Результатом всего этого было то, что Рианна пошла к причастию в своей обычной одежде, что потрясло всю деревню. Аймир послала все деньги, сбереженные на нарядное платье, церкви Св. Винсента и Павла, остаток поделили между Эмметом и Соркой, а Рианне достались шесть фунтов. В ответ на ее сердитый взгляд Дэн сказал, что она очень эгоистичная девочка. На что она пробурчала какую-то грубость, за что была отправлена спать раньше времени; в общем, в духовном плане важное событие потерпело фиаско.

Но что очень беспокоило Эран, так это то, что ее не было в тот момент рядом, не было возможности объяснить своей дочери, что такое причастие и для чего оно нужно, и что, достигнув «разумного возраста», Рианна должна уже думать не только о себе, но и о других. Естественно, Дэн и Аймир говорили с девочкой об этом, но не Эран. Она давно не видит свою дочь, и со временем это становилось уже физически больно. Боль не утихала, она становилась сильнее, казалась неизлечимой. Вдобавок ко всему Эран понимала, что девочка не скучала по ней — ни в день причастия, ни в любой другой день. Рианна смутно помнила ее, Эран была для нее только другом, приезжающим из далекого туманного Лондона, который может приехать, а может и не приехать.

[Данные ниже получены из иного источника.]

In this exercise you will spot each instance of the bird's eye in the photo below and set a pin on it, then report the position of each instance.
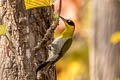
(70, 22)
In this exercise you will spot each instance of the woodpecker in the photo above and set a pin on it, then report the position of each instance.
(60, 45)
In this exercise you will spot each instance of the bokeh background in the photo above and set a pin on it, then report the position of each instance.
(75, 64)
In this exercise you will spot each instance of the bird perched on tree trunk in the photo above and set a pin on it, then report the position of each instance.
(60, 45)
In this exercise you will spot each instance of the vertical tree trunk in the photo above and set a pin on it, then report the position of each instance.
(26, 28)
(106, 63)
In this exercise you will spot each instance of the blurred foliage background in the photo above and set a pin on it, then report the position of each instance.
(75, 64)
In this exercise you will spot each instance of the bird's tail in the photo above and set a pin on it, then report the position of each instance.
(42, 66)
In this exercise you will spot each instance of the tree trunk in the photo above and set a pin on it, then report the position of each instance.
(105, 56)
(26, 28)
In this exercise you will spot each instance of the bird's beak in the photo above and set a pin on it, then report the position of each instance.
(63, 19)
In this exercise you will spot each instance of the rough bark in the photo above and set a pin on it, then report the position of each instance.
(105, 56)
(26, 28)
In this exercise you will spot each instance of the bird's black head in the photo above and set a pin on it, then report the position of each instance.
(70, 22)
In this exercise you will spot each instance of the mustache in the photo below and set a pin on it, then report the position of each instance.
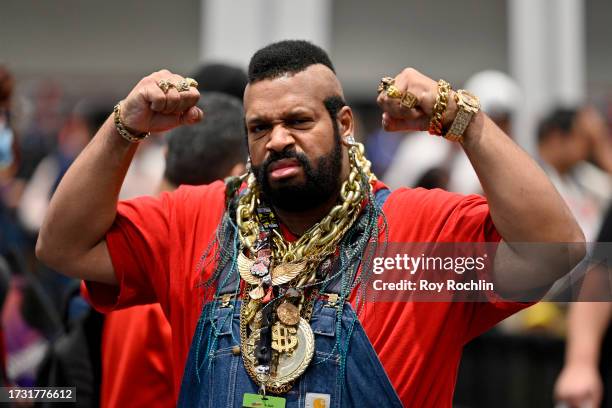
(286, 154)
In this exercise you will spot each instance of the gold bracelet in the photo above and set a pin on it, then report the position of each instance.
(122, 130)
(435, 124)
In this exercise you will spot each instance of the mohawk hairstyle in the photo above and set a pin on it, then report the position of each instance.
(286, 57)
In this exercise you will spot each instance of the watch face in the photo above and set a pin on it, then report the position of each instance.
(469, 99)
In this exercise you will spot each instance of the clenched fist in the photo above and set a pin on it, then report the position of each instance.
(148, 109)
(397, 117)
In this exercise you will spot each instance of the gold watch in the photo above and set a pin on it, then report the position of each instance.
(467, 105)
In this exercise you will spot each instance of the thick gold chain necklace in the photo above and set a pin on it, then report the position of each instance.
(282, 314)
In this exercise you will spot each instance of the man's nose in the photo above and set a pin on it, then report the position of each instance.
(280, 139)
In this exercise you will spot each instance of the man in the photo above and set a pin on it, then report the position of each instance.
(137, 366)
(308, 210)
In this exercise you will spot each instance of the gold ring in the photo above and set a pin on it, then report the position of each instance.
(393, 92)
(409, 100)
(192, 82)
(385, 83)
(182, 85)
(165, 85)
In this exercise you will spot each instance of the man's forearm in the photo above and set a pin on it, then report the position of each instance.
(84, 205)
(587, 323)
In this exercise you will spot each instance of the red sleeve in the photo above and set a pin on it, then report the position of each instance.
(471, 222)
(140, 244)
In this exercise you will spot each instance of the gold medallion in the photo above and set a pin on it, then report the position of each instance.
(290, 366)
(288, 314)
(284, 338)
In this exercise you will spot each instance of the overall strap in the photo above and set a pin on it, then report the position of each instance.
(380, 196)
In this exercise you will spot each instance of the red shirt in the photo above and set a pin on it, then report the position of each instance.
(156, 245)
(137, 368)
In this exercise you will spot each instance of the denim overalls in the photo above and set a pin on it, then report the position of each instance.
(218, 378)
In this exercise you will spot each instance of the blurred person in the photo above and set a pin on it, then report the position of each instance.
(5, 279)
(586, 377)
(183, 248)
(137, 361)
(567, 138)
(39, 138)
(218, 77)
(73, 136)
(424, 161)
(11, 236)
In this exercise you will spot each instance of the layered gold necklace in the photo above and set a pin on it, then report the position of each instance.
(277, 341)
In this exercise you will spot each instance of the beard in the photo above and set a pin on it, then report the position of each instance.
(322, 180)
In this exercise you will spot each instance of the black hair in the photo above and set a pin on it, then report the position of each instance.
(221, 78)
(207, 151)
(292, 56)
(286, 57)
(561, 119)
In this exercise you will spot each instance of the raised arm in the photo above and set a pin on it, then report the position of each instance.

Но вместо этого Эран отправилась в Индию, и эта поездка стала своего рода духовным паломничеством для Бена. Он был еще менее религиозным, чем Рафтеры, с любой формальной точки зрения, но ему было очень интересно все, связанное с его местом рождения, у него было некое чувство наследственной связи с ним. В отличие от Рани, Бен не говорил на хинди, не имел предрассудков, как Молли, но эта поездка очень многое значила для него, это было гораздо больше, чем просто отпускное путешествие.

Может быть, из-за этого он был так напряжен в аэропорту? Он мог стоять один на один перед огромной толпой, но в Индии ему предстояло увидеть часть самого себя, землю, где его бенгальская прапрабабушка встретила его британского прапрадедушку, и впервые смешались две крови, две культуры. Индия не интересовалась Беном, но, возможно, поэтому Бен заинтересовался ею, он хотел увидеть жизнь своих ровесников, жизнь, которой он мог бы жить, если бы Дива не поехала в Англию, вернувшись по следам предков мужа.

Какая бы ни была причина, Бен уже сидел в самолете и держал Эран за руку, когда самолет приземлялся.

— Я рад, что ты здесь, булочка. Я бы без тебя потерялся, — сказал он.

И потом он как миленький подхватил тележку, как обычный турист, нагрузил в нее свой багаж и свистнул, подзывая такси. Впервые в жизни вокруг не было фанатов, впереди не ждал лимузин, и нигде поблизости не было видно промоутера. Никого, кто бы сдувал с него пылинки в свете рампы. Эран было интересно, как долго удержится его смиренное настроение.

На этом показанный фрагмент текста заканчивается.